The Mudcat Café TM
Thread #94484   Message #1829656
Posted By: Malcolm Douglas
07-Sep-06 - 08:45 PM
Thread Name: 'All the best tunes', why should the chu
Subject: RE: 'All the best tunes', why should the chu
Several years before he undertook work on the new hymnal, Ralph Vaughan Williams made clear his opinion of the musicality of the 1861 Hymns Ancient and Modern; it was a very low opinion. He felt that the Salvation Army and the Lutherans had a far better grasp of the kind of music appropriate to sacred song; and that it ought to be drawn from the vigorous idiom of the people rather than from "the sentimental effusions of the Barnby school".

He was the obvious person to commission to revitalise the hymn repertoire with the kind of music that speaks directly to the heart (I speak here as a long-time atheist) and he did an excellent job of it. The fact that he was himself an atheist is irrelevant; unless, perhaps, his beliefs allowed him to use more imagination than a person hide-bound by "faith" might have been able to do.

I loved singing hymns at school, and most of my favourite tunes turned out to be those drawn from traditional sources. A lot of people feel the same way. Vaughan Williams did his job rather well, I'd say. Yes, I've read Julian Onderdonk's article. Had it been longer and spelled out in more detail, "Mo" might have had less difficulty with the concepts involved.

I expect Jim Carroll knows that the "Gaelic Psalm" style used to be common throughout Britain, though today it only survives in remote areas. There are some useful comments on that from Vic Gammon in thread  Gospel music is Gaelic?

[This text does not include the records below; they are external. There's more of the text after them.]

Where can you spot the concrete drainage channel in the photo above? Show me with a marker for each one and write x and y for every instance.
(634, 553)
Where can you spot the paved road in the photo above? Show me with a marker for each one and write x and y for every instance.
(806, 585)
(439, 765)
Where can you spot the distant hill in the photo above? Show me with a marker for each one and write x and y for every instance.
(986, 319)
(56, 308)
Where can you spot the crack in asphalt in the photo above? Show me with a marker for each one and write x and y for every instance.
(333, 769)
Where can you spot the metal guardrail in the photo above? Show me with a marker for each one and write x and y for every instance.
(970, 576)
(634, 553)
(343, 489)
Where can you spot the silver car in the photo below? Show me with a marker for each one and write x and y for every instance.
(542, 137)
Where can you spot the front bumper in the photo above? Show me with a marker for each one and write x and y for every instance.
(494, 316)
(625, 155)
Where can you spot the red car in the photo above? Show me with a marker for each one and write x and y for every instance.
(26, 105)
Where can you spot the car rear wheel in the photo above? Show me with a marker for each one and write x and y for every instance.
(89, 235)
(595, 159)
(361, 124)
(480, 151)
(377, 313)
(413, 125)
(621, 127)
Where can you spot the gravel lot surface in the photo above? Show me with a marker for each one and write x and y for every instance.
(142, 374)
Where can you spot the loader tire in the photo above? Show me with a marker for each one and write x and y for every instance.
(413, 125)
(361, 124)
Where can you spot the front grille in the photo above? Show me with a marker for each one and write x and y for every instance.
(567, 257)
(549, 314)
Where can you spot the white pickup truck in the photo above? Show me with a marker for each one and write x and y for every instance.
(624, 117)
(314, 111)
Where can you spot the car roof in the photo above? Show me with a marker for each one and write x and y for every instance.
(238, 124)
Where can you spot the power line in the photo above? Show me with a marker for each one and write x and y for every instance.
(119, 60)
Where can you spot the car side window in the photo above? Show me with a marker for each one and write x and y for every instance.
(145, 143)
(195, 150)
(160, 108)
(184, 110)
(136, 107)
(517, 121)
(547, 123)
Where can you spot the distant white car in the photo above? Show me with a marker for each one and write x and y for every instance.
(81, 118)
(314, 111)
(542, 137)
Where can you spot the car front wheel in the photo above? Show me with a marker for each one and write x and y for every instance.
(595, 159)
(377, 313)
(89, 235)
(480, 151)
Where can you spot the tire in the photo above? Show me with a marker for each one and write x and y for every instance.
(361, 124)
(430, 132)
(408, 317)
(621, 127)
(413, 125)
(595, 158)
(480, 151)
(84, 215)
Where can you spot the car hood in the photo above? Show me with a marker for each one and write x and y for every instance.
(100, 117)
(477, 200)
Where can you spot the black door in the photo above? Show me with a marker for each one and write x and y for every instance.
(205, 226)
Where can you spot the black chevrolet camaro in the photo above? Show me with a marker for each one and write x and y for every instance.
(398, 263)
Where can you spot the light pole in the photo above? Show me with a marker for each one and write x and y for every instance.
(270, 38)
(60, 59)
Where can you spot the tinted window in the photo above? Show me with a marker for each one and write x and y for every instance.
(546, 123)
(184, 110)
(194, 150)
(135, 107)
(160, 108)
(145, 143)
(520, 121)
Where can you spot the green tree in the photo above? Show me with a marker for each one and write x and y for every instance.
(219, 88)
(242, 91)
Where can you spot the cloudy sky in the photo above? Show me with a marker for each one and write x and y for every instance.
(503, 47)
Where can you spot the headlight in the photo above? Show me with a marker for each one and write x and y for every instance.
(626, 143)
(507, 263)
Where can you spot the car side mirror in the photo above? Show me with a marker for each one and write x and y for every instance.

Equally, it was the new fashion for organs and "continental" musical styles that drove the church bands and the old "West Gallery" singing out of the churches and into the chapels and the pubs (depending on personal taste). Sacred music -on the demotic level- suffered badly as a result, and that was something that Vaughan Williams wanted to put right. He produced a large number of minor works based on traditional music, for choirs, schools and churches, and saw this as part of his duty to the re-vitalisation of national culture. He also did the "big" stuff, of course; but his small works have been a lot more influential than many people realise.